Dall’assemblea del 20 dicem­bre par­tirà dun­que una cam­pa­gna per l’abrogazione della legge For­nero che si arti­co­lerà in ogni città e in ogni azienda o ente e che sarà coor­di­nata da un gruppo volon­ta­rio dei Rsu pre­senti. L’obiettivo imme­diato è por­tare i sin­da­cati con­fe­de­rali e di base e i par­titi a fare pro­prio que­sto obiet­tivo (è una bat­ta­glia che abbiamo perso per­ché non l’abbiamo mai com­bat­tuta; non ce l’hanno mai fatta com­bat­tere. Ma adesso le cose devono cam­biare!»). Molti dei pre­senti si accin­gono a dare bat­ta­glia al con­gresso della Cgil (la mag­gio­ranza dei pre­senti è iscritta a que­sto sin­da­cato): «Per­ché, se con­ti­nuano su que­sta strada, anche i sin­da­cati rischiano di fare la fine dei par­titi». Ma la cam­pa­gna verrà con­dotta comun­que, indi­pen­den­te­mente dall’esito di que­sta bat­ta­glia con­gres­suale, in forma auto­noma (cioè, auto­con­vo­cata).
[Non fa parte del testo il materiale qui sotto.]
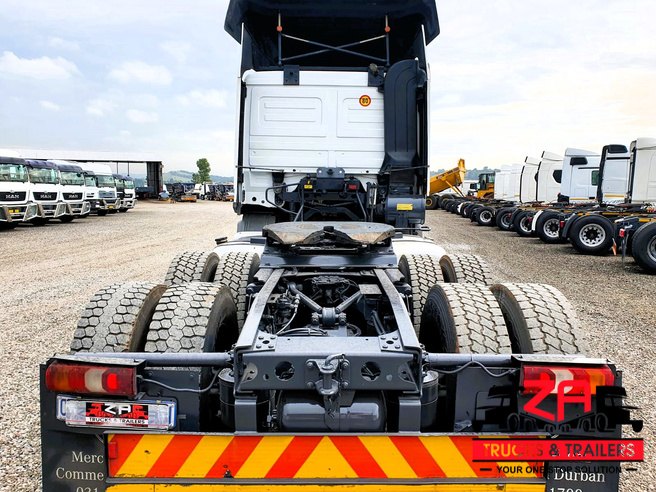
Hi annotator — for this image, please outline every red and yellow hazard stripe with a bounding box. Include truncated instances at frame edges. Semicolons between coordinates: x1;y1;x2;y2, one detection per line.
106;483;545;492
108;434;540;482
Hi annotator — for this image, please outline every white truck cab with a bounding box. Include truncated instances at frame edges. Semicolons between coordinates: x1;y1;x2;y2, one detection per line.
0;156;39;228
627;138;656;204
514;156;540;203
535;150;563;203
595;145;642;204
50;160;91;222
79;162;121;215
114;174;137;212
25;160;66;225
558;147;601;203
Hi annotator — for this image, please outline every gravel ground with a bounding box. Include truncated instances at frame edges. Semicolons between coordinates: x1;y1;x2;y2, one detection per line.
0;202;656;492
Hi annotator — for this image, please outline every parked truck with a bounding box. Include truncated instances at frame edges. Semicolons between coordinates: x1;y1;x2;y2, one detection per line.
114;174;137;213
50;160;91;222
25;160;66;226
0;156;39;229
79;162;122;216
41;0;640;492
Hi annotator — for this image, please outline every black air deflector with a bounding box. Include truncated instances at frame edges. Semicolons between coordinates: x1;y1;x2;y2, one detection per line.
224;0;440;44
381;60;426;176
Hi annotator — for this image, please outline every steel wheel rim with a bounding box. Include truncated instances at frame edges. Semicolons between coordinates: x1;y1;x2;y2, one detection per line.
542;219;560;239
579;224;606;247
647;235;656;262
519;217;531;233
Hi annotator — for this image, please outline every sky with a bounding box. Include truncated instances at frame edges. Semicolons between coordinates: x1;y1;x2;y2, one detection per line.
0;0;656;175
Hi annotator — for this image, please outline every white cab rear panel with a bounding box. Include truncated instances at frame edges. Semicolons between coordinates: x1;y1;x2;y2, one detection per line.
241;70;385;206
631;138;656;203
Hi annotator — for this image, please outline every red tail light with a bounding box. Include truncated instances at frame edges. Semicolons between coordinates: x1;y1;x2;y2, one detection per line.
519;365;615;395
46;361;137;397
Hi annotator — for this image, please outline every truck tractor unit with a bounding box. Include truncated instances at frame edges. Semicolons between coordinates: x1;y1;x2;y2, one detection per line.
615;213;656;273
0;156;39;229
114;174;137;213
49;160;91;222
25;160;67;226
40;0;641;492
560;138;656;254
79;162;122;216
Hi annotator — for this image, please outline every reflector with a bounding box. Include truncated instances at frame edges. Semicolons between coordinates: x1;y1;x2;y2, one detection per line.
46;361;137;397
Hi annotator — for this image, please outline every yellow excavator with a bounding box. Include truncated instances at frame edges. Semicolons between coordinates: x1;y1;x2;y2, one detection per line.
426;159;467;210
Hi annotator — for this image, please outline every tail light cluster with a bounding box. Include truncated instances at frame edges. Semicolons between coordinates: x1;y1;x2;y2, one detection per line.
519;365;615;395
45;361;137;397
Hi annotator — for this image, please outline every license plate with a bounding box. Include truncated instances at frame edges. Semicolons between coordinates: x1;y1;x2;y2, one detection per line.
57;396;176;430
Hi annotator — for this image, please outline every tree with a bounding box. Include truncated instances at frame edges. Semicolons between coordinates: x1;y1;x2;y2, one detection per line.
194;157;210;183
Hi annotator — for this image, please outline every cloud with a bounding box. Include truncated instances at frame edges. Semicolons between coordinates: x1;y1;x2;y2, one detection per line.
109;61;172;85
177;89;228;108
125;109;159;124
39;101;61;111
159;41;191;63
87;99;116;117
48;37;80;51
0;51;79;80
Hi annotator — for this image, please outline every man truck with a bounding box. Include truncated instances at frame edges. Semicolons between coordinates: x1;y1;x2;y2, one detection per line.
41;0;642;492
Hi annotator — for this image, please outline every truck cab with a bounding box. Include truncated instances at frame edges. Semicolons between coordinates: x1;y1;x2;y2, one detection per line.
25;160;66;225
535;151;563;202
114;174;137;212
80;162;121;216
0;157;39;229
558;147;600;204
50;160;91;222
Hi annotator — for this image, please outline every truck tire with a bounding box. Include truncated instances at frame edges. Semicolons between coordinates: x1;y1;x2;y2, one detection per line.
144;282;239;430
490;283;585;354
71;282;166;352
460;203;476;219
214;252;260;330
535;212;566;244
164;251;219;285
476;207;494;226
513;210;533;237
632;222;656;273
495;207;514;231
30;217;50;227
440;255;492;285
144;282;239;353
399;254;444;335
569;215;615;255
419;284;511;354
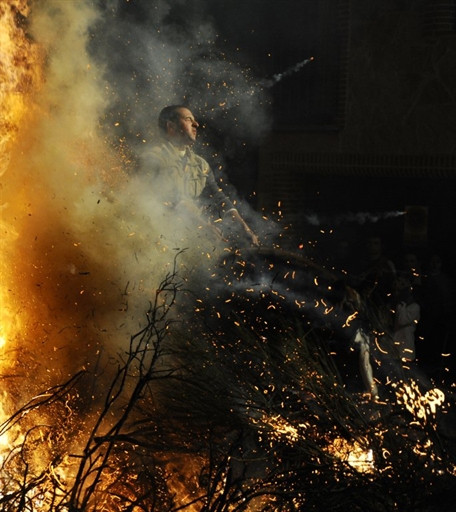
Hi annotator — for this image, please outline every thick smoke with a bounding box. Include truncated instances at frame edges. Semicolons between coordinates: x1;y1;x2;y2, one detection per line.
3;0;267;400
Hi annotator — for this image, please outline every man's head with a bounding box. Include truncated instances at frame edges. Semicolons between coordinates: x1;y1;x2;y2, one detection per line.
158;105;199;147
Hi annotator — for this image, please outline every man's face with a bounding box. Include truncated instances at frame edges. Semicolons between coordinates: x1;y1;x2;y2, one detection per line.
171;108;199;145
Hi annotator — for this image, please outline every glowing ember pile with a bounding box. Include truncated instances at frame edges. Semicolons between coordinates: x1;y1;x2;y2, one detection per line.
0;0;456;512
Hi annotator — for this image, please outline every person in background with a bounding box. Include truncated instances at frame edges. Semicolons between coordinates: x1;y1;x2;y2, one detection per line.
393;272;421;364
145;105;259;246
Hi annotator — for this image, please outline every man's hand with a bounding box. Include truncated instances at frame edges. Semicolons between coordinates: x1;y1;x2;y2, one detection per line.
225;210;260;247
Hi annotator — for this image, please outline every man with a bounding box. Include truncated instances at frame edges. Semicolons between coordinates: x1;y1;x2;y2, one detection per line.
146;105;259;246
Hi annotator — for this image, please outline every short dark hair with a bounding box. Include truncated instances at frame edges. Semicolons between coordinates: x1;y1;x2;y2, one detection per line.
158;105;188;133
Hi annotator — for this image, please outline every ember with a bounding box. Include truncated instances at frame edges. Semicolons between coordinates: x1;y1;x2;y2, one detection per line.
0;0;456;512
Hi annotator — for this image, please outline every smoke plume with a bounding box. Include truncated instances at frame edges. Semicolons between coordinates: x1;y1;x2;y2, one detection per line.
2;0;266;400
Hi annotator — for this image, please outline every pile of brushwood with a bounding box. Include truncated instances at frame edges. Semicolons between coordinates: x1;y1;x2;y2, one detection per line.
0;258;456;512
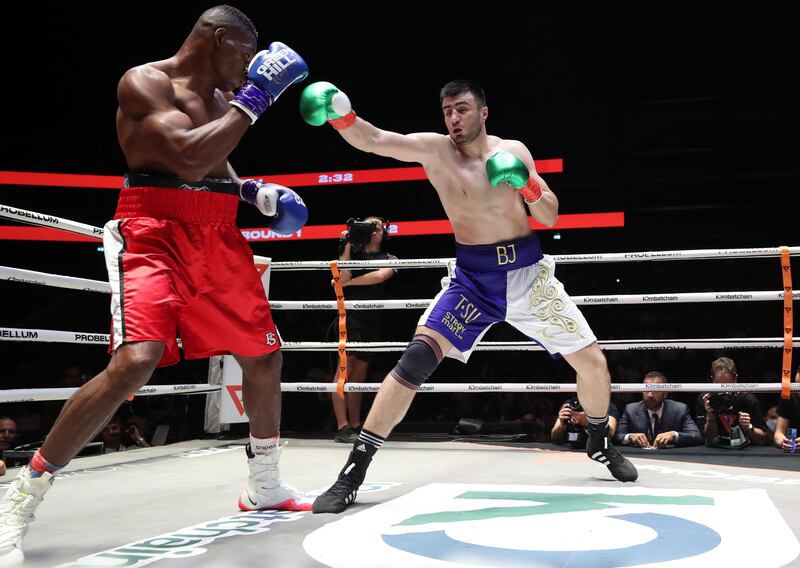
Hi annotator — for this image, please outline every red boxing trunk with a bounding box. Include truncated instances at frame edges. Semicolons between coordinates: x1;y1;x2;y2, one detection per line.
103;180;280;367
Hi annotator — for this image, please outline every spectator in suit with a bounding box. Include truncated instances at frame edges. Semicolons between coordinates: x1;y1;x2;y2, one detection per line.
616;371;703;449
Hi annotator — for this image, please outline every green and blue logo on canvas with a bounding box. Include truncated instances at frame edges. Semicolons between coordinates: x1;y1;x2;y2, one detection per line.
303;483;800;568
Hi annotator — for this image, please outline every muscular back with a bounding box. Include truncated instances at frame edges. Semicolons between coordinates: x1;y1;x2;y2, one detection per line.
117;57;238;179
422;134;531;244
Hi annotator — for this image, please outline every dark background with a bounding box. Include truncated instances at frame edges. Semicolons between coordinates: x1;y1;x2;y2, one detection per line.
0;2;800;434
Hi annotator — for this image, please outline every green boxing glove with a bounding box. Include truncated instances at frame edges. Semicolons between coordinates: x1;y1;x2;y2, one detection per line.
300;81;356;130
486;150;542;205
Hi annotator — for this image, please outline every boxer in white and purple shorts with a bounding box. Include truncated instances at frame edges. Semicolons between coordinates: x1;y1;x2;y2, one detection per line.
418;234;597;363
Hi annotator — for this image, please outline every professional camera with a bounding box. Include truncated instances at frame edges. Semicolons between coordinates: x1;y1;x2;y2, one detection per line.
708;392;734;414
566;398;587;450
347;217;378;246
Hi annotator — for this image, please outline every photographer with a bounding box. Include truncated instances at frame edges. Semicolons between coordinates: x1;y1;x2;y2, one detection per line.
697;357;771;448
773;367;800;453
550;397;619;450
331;217;397;443
99;415;150;454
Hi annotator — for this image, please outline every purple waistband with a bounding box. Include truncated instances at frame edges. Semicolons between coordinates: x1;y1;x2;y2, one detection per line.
456;233;543;272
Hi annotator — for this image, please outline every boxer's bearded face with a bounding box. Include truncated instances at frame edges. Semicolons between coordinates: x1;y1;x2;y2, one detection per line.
217;33;256;91
442;91;486;144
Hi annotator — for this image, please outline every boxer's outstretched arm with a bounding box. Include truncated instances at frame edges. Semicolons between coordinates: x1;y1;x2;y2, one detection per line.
487;140;558;227
117;66;251;180
300;81;446;164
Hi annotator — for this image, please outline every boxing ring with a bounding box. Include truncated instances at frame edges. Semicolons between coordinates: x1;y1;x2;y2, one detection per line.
0;206;800;568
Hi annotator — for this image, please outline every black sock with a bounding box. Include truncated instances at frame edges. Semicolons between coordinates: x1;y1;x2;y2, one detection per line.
586;414;608;439
353;428;386;459
342;428;385;480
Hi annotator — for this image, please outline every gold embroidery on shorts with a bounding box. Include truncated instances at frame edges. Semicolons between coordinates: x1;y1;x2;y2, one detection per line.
528;262;583;338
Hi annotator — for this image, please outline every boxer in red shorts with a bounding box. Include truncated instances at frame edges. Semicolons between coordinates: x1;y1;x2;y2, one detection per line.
0;6;310;566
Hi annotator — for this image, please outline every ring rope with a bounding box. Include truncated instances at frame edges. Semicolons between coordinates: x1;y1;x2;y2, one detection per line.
781;247;794;400
331;260;347;399
281;379;800;393
0;379;800;403
0;384;221;403
0;204;800;270
0;327;800;352
0;266;800;310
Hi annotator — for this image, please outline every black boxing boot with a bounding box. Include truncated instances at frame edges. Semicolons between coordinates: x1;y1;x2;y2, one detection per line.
586;415;639;481
311;429;384;513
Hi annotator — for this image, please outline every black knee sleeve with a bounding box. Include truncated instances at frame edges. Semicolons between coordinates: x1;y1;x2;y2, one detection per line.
392;334;442;390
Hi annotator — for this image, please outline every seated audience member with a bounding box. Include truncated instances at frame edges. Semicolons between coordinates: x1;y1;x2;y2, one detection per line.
0;416;17;452
550;397;619;450
697;357;770;448
616;371;703;448
0;416;17;475
773;367;800;452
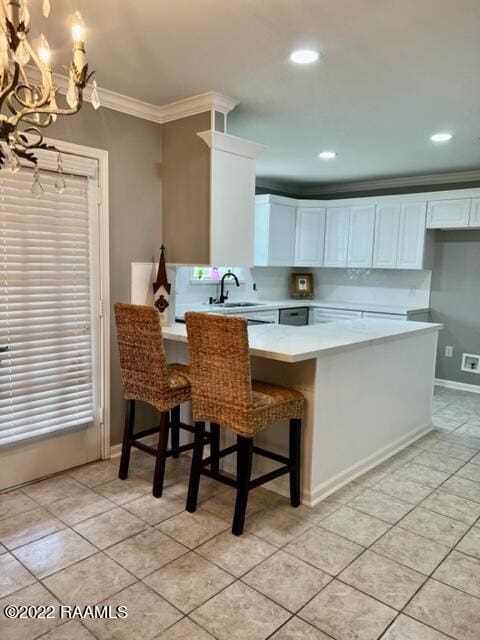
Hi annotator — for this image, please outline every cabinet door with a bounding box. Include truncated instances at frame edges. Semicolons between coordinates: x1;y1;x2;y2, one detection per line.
323;207;350;267
268;204;295;267
470;198;480;227
427;198;470;229
372;204;400;269
397;202;427;269
295;207;325;267
347;204;375;267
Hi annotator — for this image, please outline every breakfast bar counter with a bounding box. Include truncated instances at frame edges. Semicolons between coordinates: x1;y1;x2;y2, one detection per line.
163;318;442;505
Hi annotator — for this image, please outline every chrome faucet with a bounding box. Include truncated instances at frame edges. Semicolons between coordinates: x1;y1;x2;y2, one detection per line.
218;271;240;304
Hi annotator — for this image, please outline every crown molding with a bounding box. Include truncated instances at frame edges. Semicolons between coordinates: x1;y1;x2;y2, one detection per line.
24;67;239;124
157;91;239;124
296;170;480;197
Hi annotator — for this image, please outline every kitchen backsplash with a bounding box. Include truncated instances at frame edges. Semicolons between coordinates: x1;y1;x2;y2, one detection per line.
131;263;431;307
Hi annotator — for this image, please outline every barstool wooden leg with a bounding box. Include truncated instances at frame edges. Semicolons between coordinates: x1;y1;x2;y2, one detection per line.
170;406;180;458
152;411;170;498
289;418;302;507
118;400;135;480
187;422;205;513
232;436;253;536
210;422;220;473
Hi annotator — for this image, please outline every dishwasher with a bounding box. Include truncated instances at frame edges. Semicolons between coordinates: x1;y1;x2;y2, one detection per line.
278;307;308;327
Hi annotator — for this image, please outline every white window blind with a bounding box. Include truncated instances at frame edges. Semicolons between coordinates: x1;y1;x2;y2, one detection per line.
0;168;94;445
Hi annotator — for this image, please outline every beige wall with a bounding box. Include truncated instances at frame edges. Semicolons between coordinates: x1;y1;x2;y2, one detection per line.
430;229;480;385
47;104;162;444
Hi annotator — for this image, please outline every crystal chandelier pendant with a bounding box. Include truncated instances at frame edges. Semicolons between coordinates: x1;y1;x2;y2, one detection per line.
90;80;100;110
22;0;30;29
54;174;67;193
66;78;78;109
31;167;45;199
15;40;30;67
53;154;67;193
8;151;22;173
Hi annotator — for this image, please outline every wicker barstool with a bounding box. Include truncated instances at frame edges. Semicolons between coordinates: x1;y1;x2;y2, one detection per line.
185;312;305;535
115;303;218;498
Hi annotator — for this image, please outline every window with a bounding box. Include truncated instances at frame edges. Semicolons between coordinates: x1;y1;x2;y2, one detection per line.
0;154;97;445
190;267;245;284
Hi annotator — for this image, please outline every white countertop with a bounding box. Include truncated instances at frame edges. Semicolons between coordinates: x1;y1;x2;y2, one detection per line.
176;298;429;318
162;318;443;362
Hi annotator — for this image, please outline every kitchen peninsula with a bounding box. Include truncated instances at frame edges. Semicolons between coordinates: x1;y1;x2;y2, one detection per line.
163;319;442;505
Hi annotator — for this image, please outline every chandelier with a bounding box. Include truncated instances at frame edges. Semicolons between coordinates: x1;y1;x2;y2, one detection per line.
0;0;100;179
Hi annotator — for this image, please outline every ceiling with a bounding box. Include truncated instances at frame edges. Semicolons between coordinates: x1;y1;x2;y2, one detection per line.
31;0;480;189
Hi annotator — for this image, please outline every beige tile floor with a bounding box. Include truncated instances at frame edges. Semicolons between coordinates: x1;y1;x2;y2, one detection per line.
0;388;480;640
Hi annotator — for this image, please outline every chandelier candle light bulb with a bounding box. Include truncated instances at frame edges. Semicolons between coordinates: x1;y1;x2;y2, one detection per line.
38;33;52;69
72;11;85;69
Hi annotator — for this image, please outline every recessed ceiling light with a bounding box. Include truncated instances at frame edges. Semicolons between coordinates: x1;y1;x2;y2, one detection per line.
290;49;320;64
318;151;337;160
430;132;453;142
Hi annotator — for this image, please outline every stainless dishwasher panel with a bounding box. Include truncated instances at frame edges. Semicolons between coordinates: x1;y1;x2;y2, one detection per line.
279;307;308;327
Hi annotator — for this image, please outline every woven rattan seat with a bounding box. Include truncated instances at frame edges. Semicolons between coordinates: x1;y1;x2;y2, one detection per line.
185;312;305;535
115;303;218;497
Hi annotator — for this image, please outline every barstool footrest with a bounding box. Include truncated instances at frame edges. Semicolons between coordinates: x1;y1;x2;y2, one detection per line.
200;469;237;488
253;446;290;464
249;465;293;489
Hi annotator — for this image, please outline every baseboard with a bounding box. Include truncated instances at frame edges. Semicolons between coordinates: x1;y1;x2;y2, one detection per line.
110;444;122;458
435;378;480;393
302;423;433;507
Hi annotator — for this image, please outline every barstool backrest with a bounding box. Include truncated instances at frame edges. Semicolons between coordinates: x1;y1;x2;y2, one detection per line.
185;311;253;435
114;303;169;407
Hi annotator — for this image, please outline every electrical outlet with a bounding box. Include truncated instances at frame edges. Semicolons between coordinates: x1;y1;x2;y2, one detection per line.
462;353;480;373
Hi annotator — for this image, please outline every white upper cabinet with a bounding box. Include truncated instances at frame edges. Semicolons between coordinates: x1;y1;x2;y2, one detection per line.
397;202;427;269
295;207;325;267
324;207;350;267
470;198;480;228
372;204;400;269
427;198;471;229
254;198;295;267
347;204;375;268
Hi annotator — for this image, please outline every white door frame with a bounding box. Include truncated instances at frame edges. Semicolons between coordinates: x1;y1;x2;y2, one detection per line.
45;138;110;460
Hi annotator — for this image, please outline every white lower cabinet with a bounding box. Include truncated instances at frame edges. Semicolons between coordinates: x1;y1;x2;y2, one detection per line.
469;198;480;228
310;307;363;324
235;309;278;324
254;309;278;324
324;207;350;267
363;311;408;320
397;202;427;269
295;207;325;267
427;198;471;229
372;204;400;269
347;204;375;268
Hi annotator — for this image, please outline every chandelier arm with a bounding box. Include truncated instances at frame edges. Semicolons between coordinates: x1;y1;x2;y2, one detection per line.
9;92;83;127
8;83;50;111
0;62;20;111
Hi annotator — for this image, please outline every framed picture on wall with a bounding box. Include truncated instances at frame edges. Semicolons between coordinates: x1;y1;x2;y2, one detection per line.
292;273;313;298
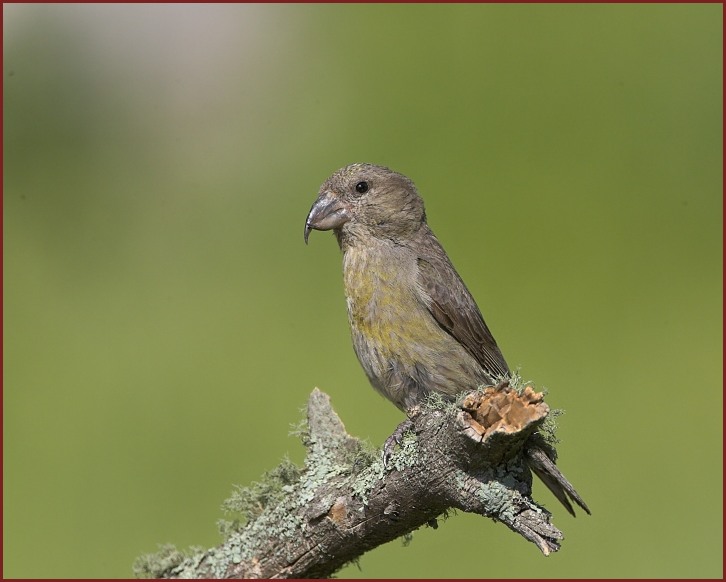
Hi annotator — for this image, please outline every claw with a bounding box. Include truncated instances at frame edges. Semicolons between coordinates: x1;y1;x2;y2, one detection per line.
383;418;414;469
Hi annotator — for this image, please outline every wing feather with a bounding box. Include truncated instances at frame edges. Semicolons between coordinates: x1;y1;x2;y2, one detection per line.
416;224;509;376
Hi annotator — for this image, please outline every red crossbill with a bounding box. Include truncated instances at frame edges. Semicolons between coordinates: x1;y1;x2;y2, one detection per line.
305;164;589;515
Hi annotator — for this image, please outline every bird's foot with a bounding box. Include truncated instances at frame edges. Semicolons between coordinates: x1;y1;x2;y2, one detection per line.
383;418;413;469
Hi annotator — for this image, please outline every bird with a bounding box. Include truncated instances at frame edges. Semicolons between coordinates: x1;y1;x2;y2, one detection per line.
304;163;589;514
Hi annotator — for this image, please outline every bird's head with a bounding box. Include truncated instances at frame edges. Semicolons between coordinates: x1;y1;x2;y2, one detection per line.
305;164;426;246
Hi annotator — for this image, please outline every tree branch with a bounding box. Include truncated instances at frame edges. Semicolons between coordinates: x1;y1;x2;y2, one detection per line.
135;382;589;578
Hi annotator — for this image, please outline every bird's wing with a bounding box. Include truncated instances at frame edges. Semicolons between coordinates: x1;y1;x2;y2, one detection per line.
417;226;509;379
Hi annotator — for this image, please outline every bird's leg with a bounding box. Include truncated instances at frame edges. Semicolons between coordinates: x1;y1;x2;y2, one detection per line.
383;418;413;469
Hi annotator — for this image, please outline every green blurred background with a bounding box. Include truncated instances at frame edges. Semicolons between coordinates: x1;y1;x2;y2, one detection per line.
3;4;723;578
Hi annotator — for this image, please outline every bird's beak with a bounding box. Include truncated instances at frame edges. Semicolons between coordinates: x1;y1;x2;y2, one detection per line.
305;192;350;244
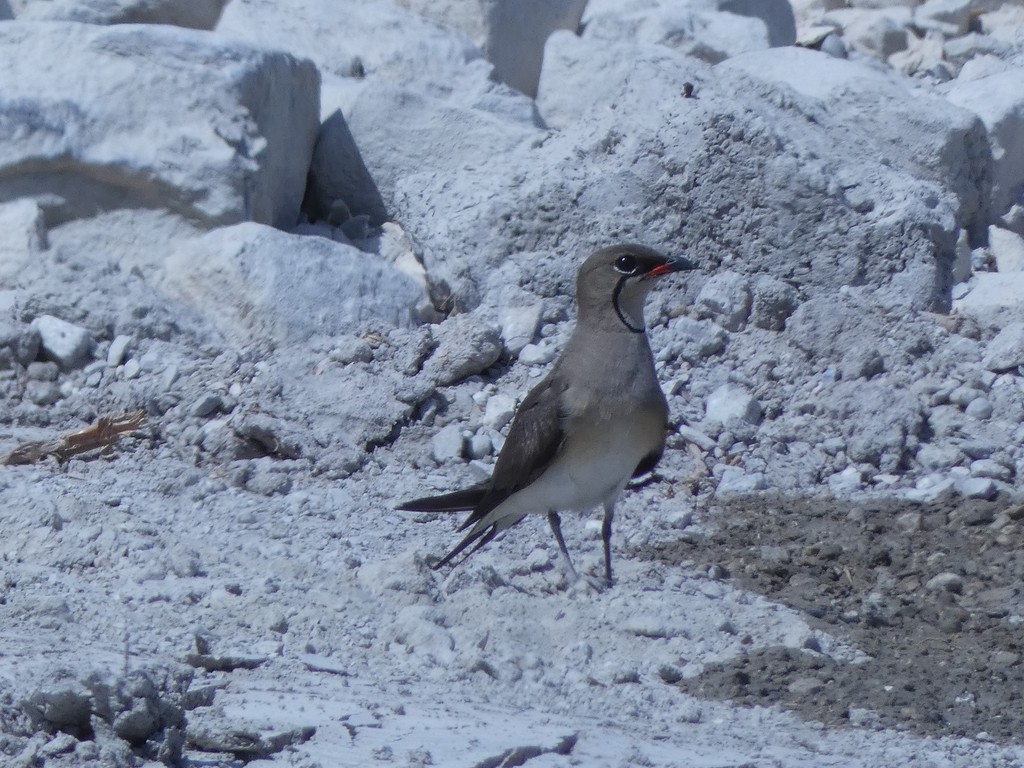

Così que­sta ini­zia­tiva si va ad aggiun­gere ad altre bat­ta­glie di lavo­ra­tori, che si sono già svi­lup­pate al di fuori della gestione sin­da­cale o con­tro di essa: come lo scio­pero dei lavo­ra­tori dell’Amt di Genova o dell’Ataf di Firenze con­tro la pri­va­tiz­za­zione dell’azienda; o la rivolta dei cit­ta­dini e lavo­ra­tori liberi e pen­santi di Taranto o, nono­stante tutte le loro ambi­guità, i bloc­chi stra­dali del 9 dicem­bre, che in molte città hanno visto una forte par­te­ci­pa­zione di lavo­ra­tori, disoc­cu­pati e pre­cari. Il paese è alle corde, ma i lavo­ra­tori stanno ripren­dendo la parola. E non solo a parole. Prima o poi governo e par­titi, Con­fin­du­stria e sin­da­cati, dovranno farci i conti.